Преступлений так много – только выбирай. Мчатся, мелькают леса – летом здесь залиловеют колокольчики; придет весна, и там, в прогале, запестреют примулы. Здесь – верно? – они расстались двадцать лет назад. Нарушенный обет? Нет, это не для Минни!.. Минни – верная душа! Как она заботилась о матери! Все свои сбережения спустила на надгробье… венки под стеклянными колпаками… нарциссы в кувшинах. Но я отвлеклась. Преступление… Они сказали бы, что она затаила горе, загнала вглубь свою тайну – тайну пола, так сказали бы они, ученые мужи. Но что за вздор взваливать на нее еще и проблемы пола! Нет… скорее так. Двадцать лет тому назад, когда она шла по кройдонским улицам, блеснув в электрическом свете, лиловые ленты за зеркальным стеклом галантерейной лавки приковали ее взгляд. Она замешкалась у витрины – уже седьмой час. Если припустить побыстрее, можно еще поспеть домой. Протиснулась в крутящуюся дверь. Торговля в разгаре. На лотках пенятся ленты. Она замирает, тянет к себе эту, щупает ту, с тиснеными выпуклыми розами. Не надо выбирать, не надо покупать, и каждый лоток таит в себе новые соблазны. «Мы закрываем только в семь», – уже семь. Она бежит, летит, спешит, и вот она дома – слишком поздно! Соседи – врач – братишка – чайник – ошпарился – больница – умер – или только испуг и раскаяние? Ах, да не важны мне подробности! Важно то, что теперь ей не избыть пятна, греха, вечной вины – вот она, между лопатками! «Да, похоже, – подтверждает она кивком, – так все и было».

Было или не было, и что было, какое мне дело; не в том суть. Лиловые ленты в лавке галантерейщика – этого достаточно; пусть пустяковое, пусть избитое, хоть преступлений так много – только выбирай, но большинство (дай-ка я еще раз брошу взгляд на скамейку напротив – все еще дремлет, а может быть, и прикидывается! В лице ни кровинки, исчахшая, губы сжаты – видно, упрямая, вот чего никак не ожидала! – какие уж тут тайны пола!), большинство из них не твои преступления; твое преступление пустяковое, только воздаяние серьезное; и вот открываются церковные врата, жесткая деревянная скамья принимает ее; она преклоняет колена на темных плитах – ежедневно, зимой, летом, в сумерках, на заре (она и сейчас здесь) она молится. И грехи ее падают, падают, падают. И все – на пятно. Оно вспухло, оно пламенеет, оно пылает. И тут она передергивается. Мальчуганы тычут в нее пальцами. «Вот и Боб сегодня за обедом…» Но хуже нет пожилых женщин.

Ты и впрямь не можешь больше молиться – пора идти. Крюгер ушел под облака – его смыло, будто по нему прошлась кисть с серой краской, к которой примешали чуточку черного, – даже краешек дубинки пропал из виду. И всегда так! Стоит только узреть его, ощутить его присутствие – и тут же кто-то вторгается. На этот раз Хильда.

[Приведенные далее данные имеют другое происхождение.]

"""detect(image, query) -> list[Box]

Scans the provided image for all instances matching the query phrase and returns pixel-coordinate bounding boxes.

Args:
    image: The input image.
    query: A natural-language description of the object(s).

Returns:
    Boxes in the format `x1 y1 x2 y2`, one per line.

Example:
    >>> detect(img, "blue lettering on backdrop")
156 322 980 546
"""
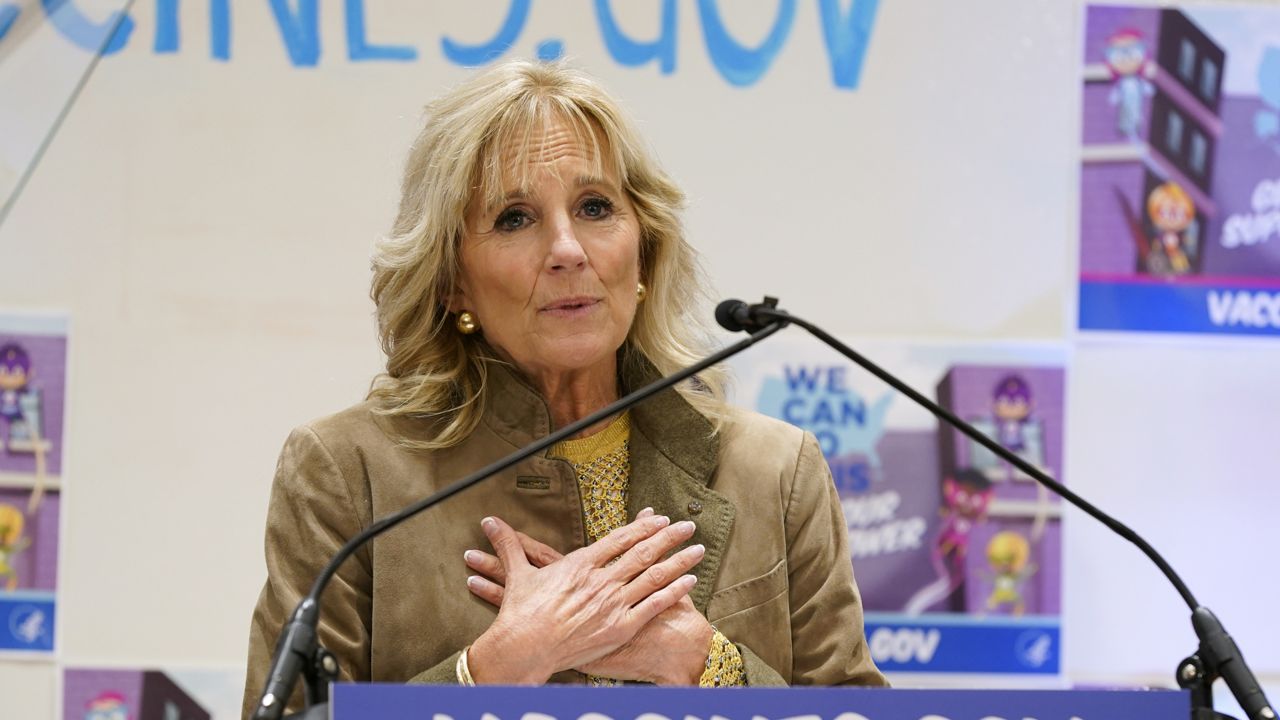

Как она тебе ненавистна! До чего дошла – ванную с вечера запирает, а тебе и всего-то нужно ополоснуться холодной водой; когда всю ночь проворочаешься без сна, – кажется, ополоснешься, и чуть полегче станет. А за завтраком Джон и дети туда же – хуже всего за столом – а то еще и гости – и за папоротниками не утаиться от взглядов, – они тоже обо всем догадываются; и ты уходишь, бредешь по набережной – море катит серые волны, ветер гоняет бумажки, под зелеными стеклянными навесами гуляют сквозняки, за стулья берут по два пенса – экая дороговизна! – а то можно бы послушать проповедников. А вон негр… а вон тот какой – просто умора!.. а вон человек с попугаями – жалостные какие!.. Неужто здесь нет никого, кто бы думал о Боге? – ведь вот он прямехонько над пирсом, и жезл в руке, – но нет – небо сплошь серое, а если и проглянет синева, белые облака тут же скроют его лик, и музыка – военный оркестр, – что это они тут удят? И улов бывает? А дети-то, дети глядят во все глаза! Ну что ж, а теперь домой задами… «Домой задами». В словах есть смысл; их мог произнести и тот старик с бородой – да нет, по правде говоря, он ничего не сказал; но смысл есть во всем; прислоненные к дверям плакаты – вывески над витринами – краснощекие яблоки в корзинах – женские головки за окнами парикмахерской – все говорят: «Минни Марш». И вдруг заело: «Яйца подешевели». И всегда так. Я вела ее к водопаду, прямой дорогой к умопомрачению, а она, как стадо овец, примерещившихся во сне, поворачивает, проскальзывает между пальцами. Яйца подешевели. Преступления, несчастья, восторги ли, помешательства ли не для Минни Марш – она прочно прикована цепями к земле; ни разу не опоздала к обеду; ни разу дождь не застиг ее врасплох без плаща; ни разу не смогла забыть о том, что яйца подешевели. И вот она уже дома – вытирает ноги у дверей.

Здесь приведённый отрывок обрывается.